The withering energy sector

Problems of the energy sector in Pakistan are becoming more and more complicated and the scenario now unfolding seems to be serious enough to give sleepless nights to the policy makers of the country. According to a report in this newspaper on 19th March, the cash-strapped Pakistan State Oil (PSO) was again in great trouble as the power sector had failed to pay its dues on a regular basis, pushing up PSO’s receivables to Rs 151.3 billion on 18th March, 2011.Clients against which receivables were outstanding on this date included Wapda (Rs 39.9 billion), Hubco (Rs 68.8 billion), Kapco (Rs 27.26 billion), KESC (Rs 2.05 billion) and PIA (Rs 1.28 billion). The oil importing companies including PSO are thus facing a default-like situation due to mounting receivables and, are therefore, not in a position to pay LC to international suppliers. Such an unsustainable situation could break the entire fuel oil supply chain and lead to a severe energy crisis in the country.
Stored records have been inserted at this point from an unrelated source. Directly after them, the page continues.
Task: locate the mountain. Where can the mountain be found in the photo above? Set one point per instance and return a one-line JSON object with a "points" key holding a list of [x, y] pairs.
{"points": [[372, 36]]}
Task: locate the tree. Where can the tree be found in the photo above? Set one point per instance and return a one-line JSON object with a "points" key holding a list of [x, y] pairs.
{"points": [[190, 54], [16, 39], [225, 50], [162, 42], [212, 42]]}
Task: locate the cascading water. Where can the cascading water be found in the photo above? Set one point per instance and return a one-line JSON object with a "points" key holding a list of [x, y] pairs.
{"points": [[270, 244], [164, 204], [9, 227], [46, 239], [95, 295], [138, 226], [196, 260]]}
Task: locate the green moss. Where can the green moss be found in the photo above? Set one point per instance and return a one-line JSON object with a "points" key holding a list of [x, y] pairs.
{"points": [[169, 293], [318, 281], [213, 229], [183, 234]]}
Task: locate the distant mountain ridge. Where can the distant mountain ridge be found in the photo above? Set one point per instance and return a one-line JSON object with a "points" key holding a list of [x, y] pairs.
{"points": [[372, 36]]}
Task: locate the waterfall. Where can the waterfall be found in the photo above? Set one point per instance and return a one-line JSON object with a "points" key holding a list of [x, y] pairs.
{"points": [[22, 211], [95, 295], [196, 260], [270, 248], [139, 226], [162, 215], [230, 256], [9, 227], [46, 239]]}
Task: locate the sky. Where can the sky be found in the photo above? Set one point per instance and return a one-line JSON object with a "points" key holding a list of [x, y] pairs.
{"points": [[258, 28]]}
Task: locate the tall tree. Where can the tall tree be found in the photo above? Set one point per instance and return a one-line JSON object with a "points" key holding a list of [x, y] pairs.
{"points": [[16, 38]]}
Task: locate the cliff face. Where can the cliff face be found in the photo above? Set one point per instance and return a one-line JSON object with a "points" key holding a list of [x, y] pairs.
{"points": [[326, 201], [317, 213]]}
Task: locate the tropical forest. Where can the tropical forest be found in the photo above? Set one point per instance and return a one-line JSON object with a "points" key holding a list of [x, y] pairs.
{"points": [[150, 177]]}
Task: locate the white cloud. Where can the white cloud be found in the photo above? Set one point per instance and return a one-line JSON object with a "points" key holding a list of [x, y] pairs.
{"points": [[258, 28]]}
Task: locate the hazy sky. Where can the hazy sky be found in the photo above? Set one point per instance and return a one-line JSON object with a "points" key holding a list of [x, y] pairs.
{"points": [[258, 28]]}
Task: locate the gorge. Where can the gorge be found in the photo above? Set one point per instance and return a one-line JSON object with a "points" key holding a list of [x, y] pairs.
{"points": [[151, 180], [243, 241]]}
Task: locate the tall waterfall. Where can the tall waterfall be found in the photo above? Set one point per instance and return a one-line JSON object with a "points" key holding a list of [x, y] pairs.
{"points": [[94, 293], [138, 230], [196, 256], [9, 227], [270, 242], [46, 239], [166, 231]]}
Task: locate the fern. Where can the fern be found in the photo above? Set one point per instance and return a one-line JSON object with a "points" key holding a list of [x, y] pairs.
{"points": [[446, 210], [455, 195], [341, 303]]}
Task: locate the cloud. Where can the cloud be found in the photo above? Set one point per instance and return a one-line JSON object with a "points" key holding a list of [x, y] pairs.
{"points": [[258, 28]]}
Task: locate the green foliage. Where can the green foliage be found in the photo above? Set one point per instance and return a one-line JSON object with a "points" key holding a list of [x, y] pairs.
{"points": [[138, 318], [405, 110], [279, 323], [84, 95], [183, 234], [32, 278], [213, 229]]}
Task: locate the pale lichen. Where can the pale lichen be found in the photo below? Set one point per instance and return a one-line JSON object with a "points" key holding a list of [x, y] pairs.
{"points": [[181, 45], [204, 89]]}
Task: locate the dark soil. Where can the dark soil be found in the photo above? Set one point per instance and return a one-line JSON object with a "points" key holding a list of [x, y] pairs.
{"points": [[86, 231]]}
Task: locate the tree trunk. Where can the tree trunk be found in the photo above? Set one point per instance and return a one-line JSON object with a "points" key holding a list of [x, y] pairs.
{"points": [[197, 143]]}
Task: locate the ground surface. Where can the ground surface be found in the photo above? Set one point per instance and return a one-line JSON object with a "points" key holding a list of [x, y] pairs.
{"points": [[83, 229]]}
There are reports that the borrowing limit of PSO from banks has already exhausted and banks are now refusing its request for further financing. Local refineries have also curtailed their supplies to PSO due to non-payment of their dues that have increased to Rs 88.7 billion. It is also understood that PSO has to pay Rs 57.8 billion LC payments to international fuel suppliers and needs urgently at least Rs 20 billion for LC payments to these suppliers to continue with its fuel oil imports.This is not the first time that the problems in the energy sector have come to a boil. For instance, when the critical situation was brought to the notice of the Prime Minister last month with the warning that the economy of the country could be severely hit by the non-availability of oil products in the next few weeks, he instructed the Finance Minister to resolve the problem of circular debt immediately.The Finance Minister held a meeting with all the stakeholders in which a decision was made to release Rs 30 billion immediately, out of which Rs 24 billion was to be provided to PSO and Rs 6 billion to IPPs to enable them to maintain their day-to-day operations. It was also decided to make at source diversion of Rs 10 billion every month from the electricity bills of power companies to the PSO to ensure uninterrupted supplies of furnace oil for power generation.As a result of the release of funds promised by the Ministry of Finance, PSO receivables had declined to Rs 144.3 billion but have again soared above Rs 151 billion, suggesting very clearly that ad hoc or temporary arrangements are not the solution of this endemic problem, which needs to be addressed on a permanent basis by digging deep into the reasons behind this situation and finding the right solutions.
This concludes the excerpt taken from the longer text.